Kabar gembira ini dipastikan setelah Ipswich Town tampil perkasa melumat Queens Park Rangers dengan skor telak 3-0 di Portman Road pada Sabtu (2/5/2026). Kemenangan tersebut mengunci posisi ‘The Tractor Boys’ di peringkat kedua klasemen akhir EFL Championship musim 2025-2026 dengan koleksi 84 poin dari 46 laga.
Kebangkitan Kilat The Tractor Boys
Ipswich Town melaju ke kasta tertinggi mendampingi Coventry City yang keluar sebagai jawara Championship musim ini. Keberhasilan ini terasa sangat spesial sekaligus impresif bagi publik Portman Road. Pasalnya, anak asuh Kieran McKenna hanya membutuhkan waktu satu musim untuk kembali ke Liga Premier setelah sempat terdegradasi pada musim 2024/2025.

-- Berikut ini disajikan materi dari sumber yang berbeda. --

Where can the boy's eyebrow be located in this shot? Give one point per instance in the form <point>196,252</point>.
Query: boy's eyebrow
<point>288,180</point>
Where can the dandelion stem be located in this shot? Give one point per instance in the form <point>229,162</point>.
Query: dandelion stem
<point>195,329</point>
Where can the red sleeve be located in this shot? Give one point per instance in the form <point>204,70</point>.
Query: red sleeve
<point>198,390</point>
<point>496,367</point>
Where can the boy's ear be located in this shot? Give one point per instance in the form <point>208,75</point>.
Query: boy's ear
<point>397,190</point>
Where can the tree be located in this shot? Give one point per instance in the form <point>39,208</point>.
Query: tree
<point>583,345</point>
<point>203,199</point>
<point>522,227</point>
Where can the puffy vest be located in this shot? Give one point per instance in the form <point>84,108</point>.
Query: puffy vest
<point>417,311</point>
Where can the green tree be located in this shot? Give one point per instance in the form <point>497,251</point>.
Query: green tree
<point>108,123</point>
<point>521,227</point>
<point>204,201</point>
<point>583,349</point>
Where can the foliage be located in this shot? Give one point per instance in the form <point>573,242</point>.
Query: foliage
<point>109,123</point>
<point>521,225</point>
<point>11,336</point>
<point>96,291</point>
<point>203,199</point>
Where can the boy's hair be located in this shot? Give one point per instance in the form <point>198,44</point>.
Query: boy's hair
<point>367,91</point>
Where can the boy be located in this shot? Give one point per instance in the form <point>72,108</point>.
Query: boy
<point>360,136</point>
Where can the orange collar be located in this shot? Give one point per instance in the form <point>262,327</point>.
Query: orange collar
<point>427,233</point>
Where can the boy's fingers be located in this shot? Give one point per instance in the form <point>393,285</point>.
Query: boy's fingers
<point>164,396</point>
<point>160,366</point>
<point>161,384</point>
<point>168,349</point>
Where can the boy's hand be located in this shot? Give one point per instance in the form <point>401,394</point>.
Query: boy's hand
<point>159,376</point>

Momen bersejarah tersebut turut dirayakan oleh Elkan Baggott dengan penuh suka cita. Melalui unggahan di Instagram Story pribadinya pada Minggu (3/5/2026), pemain bertubuh jangkung ini membagikan ulang grafis selebrasi klub bertajuk ‘We’re going up again‘ sebagai simbol kebanggaan atas pencapaian timnya.
Peluang Mengukir Tinta Emas bagi Indonesia
Jika tetap dipertahankan dalam skuad utama musim depan, Baggott akan mencatatkan namanya dalam buku sejarah sepak bola nasional. Meskipun sebelumnya nama Jordi Amat pernah membela Swansea City di Liga Premier pada medio 2013-2017, saat itu Amat belum resmi menyandang status Warga Negara Indonesia (WNI).
Situasi ini menempatkan Baggott sebagai kandidat tunggal pemain berpaspor Indonesia pertama yang bakal merasakan atmosfer kompetisi kasta tertinggi di tanah Inggris tersebut. Sebuah pencapaian yang sudah lama dinantikan oleh para pencinta sepak bola di Tanah Air.
Tantangan Besar Menembus Skuad Utama
Namun, jalan Baggott menuju tim utama di Liga Premier diprediksi tetap terjal. Sepanjang musim Championship 2025-2026, ia tercatat belum mendapatkan menit bermain yang kompetitif dan hanya empat kali menghuni bangku cadangan. Padahal, masa bakti pemain jebolan akademi Ipswich ini masih tersisa cukup panjang hingga tahun 2028.
Setelah sempat menjalani masa peminjaman bersama Blackpool di League One pada musim sebelumnya, periode pramusim mendatang akan menjadi panggung hidup-mati bagi Baggott. Ia dituntut bekerja ekstra keras untuk mencuri perhatian tim pelatih agar bisa menembus skuad utama dan bersaing dengan deretan bek kelas dunia di panggung megah Liga Premier.